CHEIRO DE VÓ
Krretta
Nestes dias de quarentena, de algumas
reflexões e muitas lembranças, nos dão a dimensão de que realmente o tempo é
impiedoso na sua trajetória.
Verdadeiramente, o tempo não para, mas,
nos dá a chance de lembrarmos das boas saudades.
Quantos, assim como eu e, por esses dias, estão sentindo
estas saudades?
Estamos vivendo um tempo (reclusos) em
que estas recordações ficam mais latentes, e nos remetem com muita felicidade
ao passado.
Viajar nestas lembranças fazem com que
nos sintamos mais próximos das pessoas queridas que já habitam outras esferas,
outros mundos, mas, mesmo assim, por longos e alegres momentos estão junto
conosco.
Tenho especial carinho por estes
pequenos encontros.
É o que nos resta enquanto não temos a
dimensão de tudo o que ocorre a nossa volta, ou, por outra, estamos com medo.

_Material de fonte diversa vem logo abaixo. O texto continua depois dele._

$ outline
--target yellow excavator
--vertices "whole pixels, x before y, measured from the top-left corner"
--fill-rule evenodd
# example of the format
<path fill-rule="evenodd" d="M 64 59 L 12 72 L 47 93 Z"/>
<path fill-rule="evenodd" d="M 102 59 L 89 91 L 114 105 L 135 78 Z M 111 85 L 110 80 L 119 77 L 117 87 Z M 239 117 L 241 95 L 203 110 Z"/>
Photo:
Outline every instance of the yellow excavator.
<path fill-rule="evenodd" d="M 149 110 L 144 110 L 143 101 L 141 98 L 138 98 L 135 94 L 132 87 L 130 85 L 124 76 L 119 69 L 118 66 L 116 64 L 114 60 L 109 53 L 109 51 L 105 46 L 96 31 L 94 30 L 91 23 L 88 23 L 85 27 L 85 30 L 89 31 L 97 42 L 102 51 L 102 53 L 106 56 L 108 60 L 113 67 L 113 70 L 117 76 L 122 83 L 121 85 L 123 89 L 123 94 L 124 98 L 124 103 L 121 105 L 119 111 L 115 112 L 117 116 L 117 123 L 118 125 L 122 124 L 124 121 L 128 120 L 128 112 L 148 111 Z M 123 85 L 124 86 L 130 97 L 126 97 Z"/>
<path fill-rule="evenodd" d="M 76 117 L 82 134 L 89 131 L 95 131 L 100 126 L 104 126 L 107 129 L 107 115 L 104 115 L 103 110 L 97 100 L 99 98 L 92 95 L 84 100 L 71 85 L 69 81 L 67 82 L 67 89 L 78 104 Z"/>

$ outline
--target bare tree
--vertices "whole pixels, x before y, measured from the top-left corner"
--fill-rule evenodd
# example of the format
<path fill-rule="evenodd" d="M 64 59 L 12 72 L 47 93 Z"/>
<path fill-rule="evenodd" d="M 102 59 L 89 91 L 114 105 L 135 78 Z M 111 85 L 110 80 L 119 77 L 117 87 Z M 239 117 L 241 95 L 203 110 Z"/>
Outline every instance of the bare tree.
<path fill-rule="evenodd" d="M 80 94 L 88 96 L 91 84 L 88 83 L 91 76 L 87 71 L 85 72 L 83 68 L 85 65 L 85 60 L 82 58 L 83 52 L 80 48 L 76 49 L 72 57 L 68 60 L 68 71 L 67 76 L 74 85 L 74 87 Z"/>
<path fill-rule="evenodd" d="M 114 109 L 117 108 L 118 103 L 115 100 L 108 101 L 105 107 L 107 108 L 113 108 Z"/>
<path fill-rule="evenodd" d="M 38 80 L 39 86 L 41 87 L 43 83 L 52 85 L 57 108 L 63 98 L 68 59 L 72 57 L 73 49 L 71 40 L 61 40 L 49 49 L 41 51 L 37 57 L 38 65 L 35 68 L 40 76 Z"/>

“A morte não é a nossa perda maior.
Nossa perda maior é o que morre dentro de nós enquanto vivemos.” - Norman
Cousins – jornalista
Por isso é que convivemos mais
alegremente entre estas maravilhosas recordações, porque sentimos que nos fazem
bem.
Nos fazem ter a certeza de que, embora
as dificuldades que passamos, tivemos momentos intensos e felizes junto de
nossas pessoas queridas, estimadas e veneradas, lá na nossa infância.
Todas estas reminiscências são
lenitivos para a alma e o coração.
Traz calma, ternura, amor aos nossos
dias.
Somos gratos por isso.
Principalmente porque tivemos a Casa da
Vó.
A Casa da Vó era uma casa cheia.
Cheia de amor, cheia de carinho, cheia
de afeto, cheia de pessoas alegres e de muita amizade.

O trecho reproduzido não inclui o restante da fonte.